Verification status: Verified

Overview

Marriott Hotels is a major global hotel brand within Marriott International’s portfolio. Marriott’s portfolio includes brands such as Sheraton, Courtyard, Ritz-Carlton, W, and Westin, among others.[1]

Boycott

Marriott Hotels is listed for boycott due to documented reporting that ICE has used a Marriott-branded Sheraton property in Alexandria, Louisiana, to hold migrant families immediately prior to deportation. The Guardian reported that a Sheraton in Alexandria (near a major deportation hub) was used to hold people being deported, citing phone-tracking evidence and on-the-ground sourcing describing the hotel’s use for immigration-related custody/holding activity.[2] Subsequent reporting noted Marriott did not dispute that a hotel in its portfolio had been used to detain families for ICE, and included Marriott’s statement emphasizing the property was operated by a third party (franchisee) and that hotels are “not designed or intended” to function as detention centers.[3]

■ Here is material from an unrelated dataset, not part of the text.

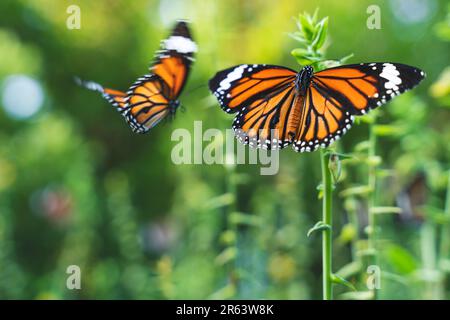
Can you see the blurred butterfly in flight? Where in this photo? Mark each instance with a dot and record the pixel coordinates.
(276, 106)
(154, 96)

Marriott’s 2019 public position—reported by ABC News—stated it would decline requests to use its hotels as detention facilities, amid discussion by federal officials of using hotel rooms due to limited detention capacity.[1]

Separately, procurement records show the U.S. Department of Homeland Security (DHS) has issued contract awards to “MARRIOTT HOTEL SERVICES LLC,” indicating a direct DHS vendor relationship (distinct from ICE’s operational use of hotels described in reporting).[4]

Background

ICE has repeatedly relied on hotels for short-term holding and staging in the context of transfers and deportations, which can create oversight and due-process concerns when families are held incommunicado or without clear location disclosure. Litigation and reporting in Louisiana in 2025 described families being held in undisclosed locations for days while effectively denied meaningful contact and access to counsel, in the context of ICE family enforcement operations.[5] Public reporting has also documented broader controversies and public pressure campaigns aimed at hotel chains over cooperation with immigration enforcement lodging needs.[6]

Because hotel use can materially support detention, transfer, and deportation logistics (including staging and holding of families), ICE List documents and, where applicable, boycotts companies whose facilities or services are used in ways that support immigration enforcement operations.